I had my double mastectomy on August 24, 2018.

Usually reconstruction doesn’t take two plus year. Traditionally it’s removal ,immediate insertion of tissue expanders , inflation over a couple of months and placement of implants. (Unless of course you don’t rebuild a breast from your own fat which is done in the same procedure.) The process maybe delayed slightly by chemo or radiation treatments, but usually it’s done within at very most eight months, unless you’re me and some other cancers pop up along the way.

So with a kidney resection on the docket for what would have been my original final reconstruction, I ended up punting the surgery to later in 2019, and then when I went back to work on DOOM PATROL, set to kick it to Spring of 2020 except : COVID. So, not knowing if my cancers would make me “higher risk” I hunkered down with my husband, masking up and sanitizing religiously whenever I came and went to my car.

When things became a bit “safer” for routine surgeries, I found out I was lucky enough to be going back to work, and the status of my current health insurance looked “iffy” , I decided it was best to “pull the trigger” and enter 2021 cancers treatment complete, to start the year anew.

Remembering the difficulty of mobility etc, I set out upping my at home workouts to strengthen my arms and particularly my core because I knew that the first time around, the ability to sit up without using my arms was the point I recognized years of teaching fitness for what it was “prep for life after surgery”.

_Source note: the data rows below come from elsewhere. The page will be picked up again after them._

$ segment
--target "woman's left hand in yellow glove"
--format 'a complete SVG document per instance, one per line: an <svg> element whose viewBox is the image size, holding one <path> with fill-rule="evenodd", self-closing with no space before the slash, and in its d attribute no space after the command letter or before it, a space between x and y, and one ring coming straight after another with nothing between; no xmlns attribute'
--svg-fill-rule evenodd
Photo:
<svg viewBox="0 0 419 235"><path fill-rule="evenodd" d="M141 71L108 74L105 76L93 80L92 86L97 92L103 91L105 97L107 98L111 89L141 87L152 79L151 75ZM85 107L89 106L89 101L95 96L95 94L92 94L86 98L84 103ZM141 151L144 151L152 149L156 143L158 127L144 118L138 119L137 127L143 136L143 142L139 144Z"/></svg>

Dec 1st , I got my COVID test, as I suspected because of my ardent mask wearing, and hand sanitizing I was negative, and two days later I rolled into the surgery center at the crack of dawn to finally have what I had fondly come to refer to as the “breast colanders” removed.

Surgery in COVID is no joke. Unlike previous procedures where Collin could be around for the whole deal, in this instance I was by my lonesome after I checked in and they brought me up to “Pre-op”. Thankfully, as we had just finished an episode of our Podcast which was all about what we fucked up on the first surgery, so I was fully prepared this time in particular knowing that Collin wouldn’t be around with an assist should I need one.

Turns out, it’s like riding a bike. Yup, all the previous surgeries gave me all I needed to know what to say, do, and wear. And more importantly I did not turn down the post op pain meds.

The one mini hiccup was not insisting the doctor call Collin when he came to see me post op. Because of COVID, I was in a surgery center that my surgeon doesn’t work in all the time, so the nurses, while skilled were NOT his normal nurses. I know that I come out of anesthesia twice, once seemingly lucid, chatty and upbeat , then fall out again and come to a little more drowsy and not remembering anything that might have happened the first time.

The surgery was successful. The pain notably less than my double mastectomy, and I was out and on my way home in about six hours.

My mobility was limited but less so then the first time around. By my first week check in , incisions looked great and I was able to begin working out being conscious about minimizing chest involvement .

And all I could think was …. “It’s over!”

And then i tested positive for COVID-19.